La répercussion est aussi un peu plus importante pour les pays plus ouverts commercialement, du fait de possibilités d’arbitrages transfrontaliers qui augmentent la réactivité des prix intérieurs, qu’ils soient importateurs nets ou exportateurs nets – d’où la tentation d’introduire des restrictions à l’export comme en Inde sur le blé en mai.

Entre l’épisode météorologique de La Niña, les restrictions commerciales, la demande spécifique de la Chine, les taux bas puis la guerre en Ukraine, les prix alimentaires internationaux ont ajouté en moyenne 5 points de pourcentage à l’inflation des prix alimentaires nationaux en 2021, 6 points en 2022, et le FMI attend encore 2 points de hausse en 2023. Sous réserve d’autres mauvaises nouvelles, notamment des effets négatifs supplémentaires déjà constatés sur l’offre cette année.
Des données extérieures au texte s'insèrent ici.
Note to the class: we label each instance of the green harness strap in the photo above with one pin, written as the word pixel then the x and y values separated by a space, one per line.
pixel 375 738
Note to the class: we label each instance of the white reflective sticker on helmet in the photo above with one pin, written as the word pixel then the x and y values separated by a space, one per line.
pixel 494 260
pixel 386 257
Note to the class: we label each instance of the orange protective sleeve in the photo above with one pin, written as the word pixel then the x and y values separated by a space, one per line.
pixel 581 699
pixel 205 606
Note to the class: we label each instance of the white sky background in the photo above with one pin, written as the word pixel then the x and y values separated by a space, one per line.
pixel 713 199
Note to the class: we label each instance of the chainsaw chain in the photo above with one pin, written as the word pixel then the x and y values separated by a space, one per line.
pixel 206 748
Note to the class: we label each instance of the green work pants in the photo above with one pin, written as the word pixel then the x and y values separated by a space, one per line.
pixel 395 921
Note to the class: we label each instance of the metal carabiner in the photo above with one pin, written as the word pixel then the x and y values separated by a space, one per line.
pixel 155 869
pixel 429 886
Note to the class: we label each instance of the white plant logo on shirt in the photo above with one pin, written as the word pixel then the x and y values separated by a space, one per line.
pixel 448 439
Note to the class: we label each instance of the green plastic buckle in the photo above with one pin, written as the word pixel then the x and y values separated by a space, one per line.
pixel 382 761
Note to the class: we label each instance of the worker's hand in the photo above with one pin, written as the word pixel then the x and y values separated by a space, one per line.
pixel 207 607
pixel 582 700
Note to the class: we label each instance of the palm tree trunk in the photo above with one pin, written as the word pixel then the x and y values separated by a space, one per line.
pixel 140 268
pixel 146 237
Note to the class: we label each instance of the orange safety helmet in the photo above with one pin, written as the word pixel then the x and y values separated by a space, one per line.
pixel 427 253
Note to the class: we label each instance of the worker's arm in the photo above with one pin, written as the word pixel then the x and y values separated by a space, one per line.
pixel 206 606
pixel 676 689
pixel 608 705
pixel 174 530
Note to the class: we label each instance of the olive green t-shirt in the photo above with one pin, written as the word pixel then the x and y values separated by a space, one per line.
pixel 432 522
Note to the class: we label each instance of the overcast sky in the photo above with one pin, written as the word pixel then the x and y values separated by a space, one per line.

Sans remettre en cause l’intérêt de marchés internationaux ouverts pour la stabilité des prix dans les pays émergents – également plus densément peuplés et vulnérables au changement climatique -, l’institution souligne l’importance du bon fonctionnement des marchés alimentaires internationaux et de politiques nationales ciblées pour faire face aux inévitables fluctuations.